- Dizə
- Coordinates: 39°35′06″N 45°03′42″E﻿ / ﻿39.58500°N 45.06167°E
- Country: Azerbaijan
- Autonomous republic: Nakhchivan
- District: Sharur

Population (2005)^{[citation needed]}
- • Total: 1,791
- Time zone: UTC+4 (AZT)

= Dizə, Sharur =

Dizə (also, Diza and Dize) is a village and municipality in the Sharur District of Nakhchivan Autonomous Republic, Azerbaijan. It is located on the left bank of the river Arpachay (Arpa), on the Sharur plain. On the other side of the river is the village of Oğlanqala.

Its population is busy with gardening, vegetable-growing, grain-growing and animal husbandry. There are secondary school, library, club, kindergarten and a medical center in the village. It has a population of 1,791.

==Etymology==
In the ancient Iranian languages the word of dizə means "wall, fence," "fortified town", "fortress wall", "fortress", "fortified". It passed in to several Turkic languages, including Azerbaijani language and is used in meaning as "village".

==Historical and archaeological monuments==
===Ovcular Tepesi===

Ovçular Tepesi is located just to the north of Dize village, on the left bank of the Arpachay River. It is a settlement from the 5th-3rd millenniums BC. This is a strategic point at the foot of the highlands; the site is at the crossroads of major trade routes linking the Iranian plateau to Anatolia (east to west), and the Caucasus to North Mesopotamia (north to south).

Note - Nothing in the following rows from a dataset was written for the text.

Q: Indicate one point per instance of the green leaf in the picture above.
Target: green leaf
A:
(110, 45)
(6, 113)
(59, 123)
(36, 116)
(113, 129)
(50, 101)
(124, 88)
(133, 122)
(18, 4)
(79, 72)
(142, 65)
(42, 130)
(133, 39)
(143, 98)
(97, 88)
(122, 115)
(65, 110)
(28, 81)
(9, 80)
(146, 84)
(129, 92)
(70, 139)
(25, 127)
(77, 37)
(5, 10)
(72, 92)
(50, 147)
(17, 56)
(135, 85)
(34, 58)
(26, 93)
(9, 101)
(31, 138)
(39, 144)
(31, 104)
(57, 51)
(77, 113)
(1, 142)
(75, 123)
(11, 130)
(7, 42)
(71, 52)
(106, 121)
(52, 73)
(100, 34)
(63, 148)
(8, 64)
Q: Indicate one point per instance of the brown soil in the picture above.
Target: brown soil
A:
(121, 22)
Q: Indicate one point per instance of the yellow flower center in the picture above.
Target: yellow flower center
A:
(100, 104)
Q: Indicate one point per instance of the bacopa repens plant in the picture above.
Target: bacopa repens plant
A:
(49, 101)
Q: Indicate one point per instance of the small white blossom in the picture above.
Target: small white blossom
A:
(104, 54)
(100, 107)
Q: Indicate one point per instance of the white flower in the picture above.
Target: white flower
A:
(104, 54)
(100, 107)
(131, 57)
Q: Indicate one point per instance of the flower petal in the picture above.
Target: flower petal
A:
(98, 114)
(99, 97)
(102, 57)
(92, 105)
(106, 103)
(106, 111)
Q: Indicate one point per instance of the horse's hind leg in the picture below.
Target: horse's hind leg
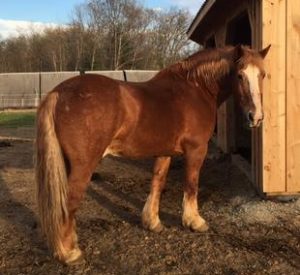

The monument is located on a natural hill. The area of the monument is about 10 hectares. The characteristic feature of the site is that the Kura-Araxes layer is not covered by any cultural layers of later periods. During the excavations of VH Aliyev and AK Seyidov, the remains of two buildings were found at a depth of 0.6 m.

During the period of 2006–2011, a joint Azerbaijani-French expedition conducted a survey of the site. The residents engaged in agriculture, cattle breeding, fishing, and other farming activities.

In 2010, some Ubaid period materials were found.

Discovered archaeological materials are similar to Kultepe, Azerbaijan, Makhta Kultepe and other Chalcolithic era monuments.

At Ovcular, three large copper axes were found in an infant burial jar, coming from Late Chalcolithic occupation levels (4400–3950 BC). Also, pieces of copper ore, crucible remains, and some small metal artifacts were found. Such large copper tools are not known anywhere else in southwestern Asia. Metallurgy was being practiced here, and at other sites in the area.

===Dize Necropolis===
Dizə Necropolis is an archaeological monument of the early Bronze Age to the west of the village. It was discovered during the farm work in 1969. The material remains from two graves were then collected, and the better preserved grave was investigated. The walls of the grave chamber were built from river stone, covered with mud; the floor was also plastered with mud.

Bone remains indicate two people were buried here. They were in wrapped position, with their heads to the south side. Ceramic containers were also found. Discovered samples of the material culture show that the monument belongs to the Kura–Araxes culture.